For long exposures (longer then a second) we can adjust the exposure time to compensate for the reciprocity failure, if we do not we will end up with an underexposed photograph.
Below is a table with adjusted exposure times that compensated for the Reciprocity Failure. These time are given in the data sheets for each film, the Ilford sheets have a graph showing the adjusted times while Kodak and Fuji just have a table with how many stops to adjust you exposure by. Please note that all these times are for a meter reading with ISO 100.
|Meter at 100 ISO||Fuji Across 100||Tmax/Delta 100||Tri-X 400/ HP5/FP4||T-Max/Delta 400|
From Night Photography by Lance Keimig
Now just looking at this table one might be lead to believe that the best films to use for long exposures would be Kodak T-Max or Ilford Delta 400 as they have the shortest exposure times of any of the films given a meter reading at ISO 100. However there is another side effect that occurs with Reciprocity Failure and that is increased dynamic range.
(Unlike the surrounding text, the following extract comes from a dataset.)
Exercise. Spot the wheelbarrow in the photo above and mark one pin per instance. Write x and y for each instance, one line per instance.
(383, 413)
Of course there might be a creative reason why you want more tonal range in your photograph in which case you get it automatically in a long exposure.
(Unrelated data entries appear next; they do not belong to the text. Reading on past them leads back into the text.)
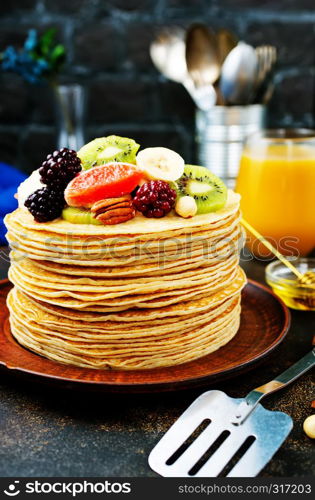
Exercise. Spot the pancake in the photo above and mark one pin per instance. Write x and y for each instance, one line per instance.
(139, 295)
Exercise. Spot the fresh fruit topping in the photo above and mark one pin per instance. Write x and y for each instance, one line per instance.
(161, 164)
(108, 149)
(114, 210)
(79, 216)
(45, 204)
(186, 206)
(27, 187)
(155, 199)
(107, 181)
(207, 189)
(60, 168)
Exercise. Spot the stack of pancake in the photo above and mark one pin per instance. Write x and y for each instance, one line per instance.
(143, 294)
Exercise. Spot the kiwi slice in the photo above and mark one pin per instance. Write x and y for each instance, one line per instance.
(208, 190)
(79, 216)
(107, 149)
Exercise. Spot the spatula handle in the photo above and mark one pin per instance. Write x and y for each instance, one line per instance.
(288, 376)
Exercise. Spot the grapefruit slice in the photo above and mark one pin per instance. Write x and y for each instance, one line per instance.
(107, 181)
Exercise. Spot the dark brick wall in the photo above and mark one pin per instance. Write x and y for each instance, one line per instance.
(108, 41)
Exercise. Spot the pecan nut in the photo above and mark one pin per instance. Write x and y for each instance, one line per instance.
(114, 210)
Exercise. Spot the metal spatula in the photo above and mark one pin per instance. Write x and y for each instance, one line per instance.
(222, 436)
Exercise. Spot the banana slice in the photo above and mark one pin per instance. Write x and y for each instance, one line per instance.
(161, 164)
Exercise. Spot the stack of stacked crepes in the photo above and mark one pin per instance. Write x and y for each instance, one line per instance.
(147, 293)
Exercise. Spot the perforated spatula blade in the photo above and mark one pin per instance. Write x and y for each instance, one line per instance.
(219, 435)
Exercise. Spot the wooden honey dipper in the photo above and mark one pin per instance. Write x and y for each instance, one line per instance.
(307, 279)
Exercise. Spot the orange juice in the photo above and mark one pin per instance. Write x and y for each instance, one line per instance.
(277, 184)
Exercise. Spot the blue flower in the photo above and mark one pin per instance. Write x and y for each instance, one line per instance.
(32, 70)
(31, 41)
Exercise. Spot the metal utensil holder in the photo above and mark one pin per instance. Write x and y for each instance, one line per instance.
(220, 135)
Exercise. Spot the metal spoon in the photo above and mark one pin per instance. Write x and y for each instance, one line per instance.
(238, 74)
(168, 55)
(226, 41)
(267, 56)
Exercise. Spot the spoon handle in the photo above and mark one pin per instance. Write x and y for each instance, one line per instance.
(272, 249)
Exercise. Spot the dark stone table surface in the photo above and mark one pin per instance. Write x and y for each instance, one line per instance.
(50, 431)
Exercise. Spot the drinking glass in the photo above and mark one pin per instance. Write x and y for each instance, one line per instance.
(277, 183)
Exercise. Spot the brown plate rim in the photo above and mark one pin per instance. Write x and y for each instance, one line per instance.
(160, 386)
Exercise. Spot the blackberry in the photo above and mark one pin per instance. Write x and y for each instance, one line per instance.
(155, 199)
(60, 168)
(45, 204)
Lets see where this increased dynamic range comes from, to do this lets consider the following example. We have judged that the correct exposure for our shot is to be 4 seconds at ISO 100, the shadows are sitting at and exposure of 16 seconds (+2 stops) and the highlights are sitting at 1 seconds (-2 stops). Here we would have the dynamic range be 4 f stops of light. The below table shows the time for the exposures of the highlights, mid tones, shadows and then finally the dynamic range in f stops of light (rounded).
|Exposure metered at 4 seconds|
|–2 stops||On Meter||+ 2 stops||Range in Stops|
|Fuji Across 100||1||4||15||(2+2)=4|
|T-Max/ Delta 100||1||6||30||(6+2)=8|
|Tri-X 400/ HP5 /FP4||1/4||1.5||12||(2+4)=6|
|T-Max /Delta 400||1/4||1||6||(2+6)=8|
The original meter reading would have had a total range of 4 stops. Here we can see that only that only Fuji Across 100 keeps its tonal range while the others tonal range expands. The tonal range will only increase from here so it is quite easy to lose details in the shadows or blow the highlights if you are not careful. Now not all is lost as there are still two ways you can compensate for this, either just use Across 100 or adjust your development time or concentration.
So far I have only been using Fuji Across 100 for long exposure and as long as they are under 2min I have nothing to worry about as there is no failure to compensated for. What I want to start looking into is how you can control the tonal range on the negative though compensating development, there will be a blog post on this some time in the future.
Note: In this post I have only considered B&W film photography. When you start to use colour film for long exposures an extra difficulty occurs where you can experience colour shifts. The reason why this can happen is beach colour film contains three light-sensitive emulsion layers, which sometimes will have difference reciprocity properties. This colour shift can be corrected via the use of colour correction filters. Each individual films data sheet should should contain the specific filter that should be used.